Across Europe, only 14% of plastic waste is recycled at present, and only 2% is “effectively recycled,” meaning it is converted back into materials suitable for high value applications.

A circular economy, in which high quality plastic products are kept in circulation for a number of lifetimes in an eco-efficient way, is the solution.

Meaningful progress towards plastics and carbon circularity depends on creating actionable roadmaps towards climate neutrality. To develop such a roadmap, a group of close to 100 companies across the plastics industry value chain engaged with NGOs and leading sustainability consultants.

They called for a range of complementary solutions, deployed in a distinct hierarchy. This “cascading” portfolio includes various recycling technologies, alternative base inputs — feedstock — for “virgin-quality” plastics products, as well as new business models and product design principles to increase recyclability.

These alternative feedstocks are the “ABCs”.

A: Atmospheric carbon impact reduction via direct carbon capture.

B: Biomass as a feedstock.

C: Circular carbon from recycled feedstocks to increase the lifetime of manufactured resources, which ensures any carbon stored in products is not wasted.

A new, sustainable approach to plastic waste requires significant changes to current processes.
A new, sustainable approach to plastic waste requires significant changes to current processes. Image: Systemiq

2050 is breathtakingly close

Material circularity provides the majority of carbon emissions abatement potential.

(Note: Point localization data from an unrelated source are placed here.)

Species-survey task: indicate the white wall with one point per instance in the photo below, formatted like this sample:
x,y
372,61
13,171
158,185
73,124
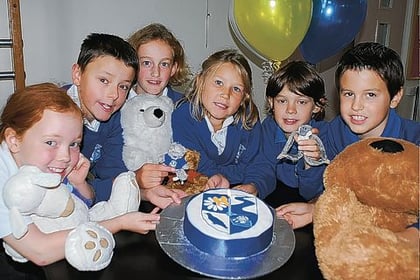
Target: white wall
x,y
54,29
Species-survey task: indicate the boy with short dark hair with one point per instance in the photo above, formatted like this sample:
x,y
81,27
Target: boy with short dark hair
x,y
369,80
102,77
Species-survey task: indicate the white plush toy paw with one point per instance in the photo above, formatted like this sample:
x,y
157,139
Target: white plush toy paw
x,y
125,197
89,247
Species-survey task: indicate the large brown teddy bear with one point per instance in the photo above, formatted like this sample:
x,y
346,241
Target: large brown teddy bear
x,y
371,192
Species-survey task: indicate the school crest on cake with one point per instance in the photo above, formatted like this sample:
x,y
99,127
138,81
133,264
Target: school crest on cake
x,y
229,214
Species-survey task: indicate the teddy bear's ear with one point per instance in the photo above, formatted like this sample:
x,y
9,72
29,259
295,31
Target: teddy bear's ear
x,y
19,228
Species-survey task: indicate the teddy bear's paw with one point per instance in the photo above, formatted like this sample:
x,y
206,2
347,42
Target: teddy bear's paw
x,y
14,254
89,247
376,253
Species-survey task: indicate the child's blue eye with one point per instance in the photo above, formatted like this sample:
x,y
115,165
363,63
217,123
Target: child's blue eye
x,y
75,145
125,87
165,64
51,143
237,89
218,82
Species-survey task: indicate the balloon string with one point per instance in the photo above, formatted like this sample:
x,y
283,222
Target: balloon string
x,y
268,68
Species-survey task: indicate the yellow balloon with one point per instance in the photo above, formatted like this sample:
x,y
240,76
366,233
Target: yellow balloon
x,y
272,28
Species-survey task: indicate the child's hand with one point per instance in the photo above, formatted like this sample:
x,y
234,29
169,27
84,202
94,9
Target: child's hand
x,y
77,177
151,175
249,188
298,214
79,173
309,147
140,222
217,181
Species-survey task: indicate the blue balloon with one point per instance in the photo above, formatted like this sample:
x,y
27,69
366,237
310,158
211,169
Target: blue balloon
x,y
334,24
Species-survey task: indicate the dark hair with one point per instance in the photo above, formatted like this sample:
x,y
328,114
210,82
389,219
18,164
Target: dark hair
x,y
96,45
376,57
302,79
157,31
26,107
247,112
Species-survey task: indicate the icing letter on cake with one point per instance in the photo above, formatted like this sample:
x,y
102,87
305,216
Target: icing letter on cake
x,y
228,223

By 2050, a reduction of 65% of the emissions generated by the European industry today can be achieved, utilising methods such as reuse and design for recycling as well as mechanical and chemical recycling.

The remaining emissions reduction potential is expected to come from decarbonising the production of virgin plastic materials themselves. The use of renewable sources of power, as well as green hydrogen, are key factors.

Because of long capital lock-in periods, in some cases exceeding 40 years, investments made in recycling facilities, incinerators and crackers over the next five years will be with us decades from now. Additionally, the industry must factor in retrofitting capabilities during the investment decision-making phase. Furthermore, innovation lifecycles can be long. What is experimented on in the lab today may only pay climate dividends on the outer years of the transition process.

We must realise that growth in climate-neutral production processes and product adoption, as well as technological development, will follow an exponential, not a linear, curve. Accordingly, any implementation delays now will shift the critical mass of the curve beyond the 2050 goal. That is why 2050, contrary to the often-heard assumption, is not far away — in fact, it is breathtakingly close.

Plastics and energy

The decarbonisation activities of the plastics industry have significant knock-on effects on downstream industries that encompass virtually every manufactured good in the world. Beyond that, the plastics industry could ultimately become a carbon sink for other industries by capturing and reprocessing carbon generated during industrial processes.

The degree to which we will succeed on our journey has direct implications for the European Union. To ensure Europe’s energy and resource security, net-zero primary energy and resource circularity are the only viable way forward.

Speed, people and policy

To get to net-zero, three factors are key: speed, people and policy. First, the plastics industry, its customers and policy makers must act with an urgency that matches the gravity of the situation. Second, the industry needs to attract the brightest and most creative engineers who desire to make a lasting impact on the transition to a more sustainable future.

Third, there is a clear need for increased dialogue between industry and policy makers. The joint goal must be to create an enabling environment which favours investment in the required infrastructure and innovation, and this must be done while securing the competitiveness of the European industry.

Of course, setting targets — especially lofty ones — is easy. This is in even more true if the “bill” is due decades from now, at a time when those who underwrote such commitments will no longer be at the helm.

To avoid the resulting moral hazard, we must continually monitor our progress. Our 2050 climate neutrality commitments are not a “bullet” loan in which the entire principal only comes due at the end of the term. Rather, companies must stick to a prescribed “amortisation” schedule and “refinance” their commitments every few years — that is to say, they must meet their interim targets.

Despite the scale of the challenge, there are two clear reasons for optimism: first, the plastics industry is highly collaborative. This allows the industry and its customers to leverage distinct knowledge and expertise in co-developing solutions. Second, the promise and potential of the European Green Deal, if executed soundly, is that of a catalyst that can help transition Europe towards circular models that form a competitive advantage in the coming era of scarcity.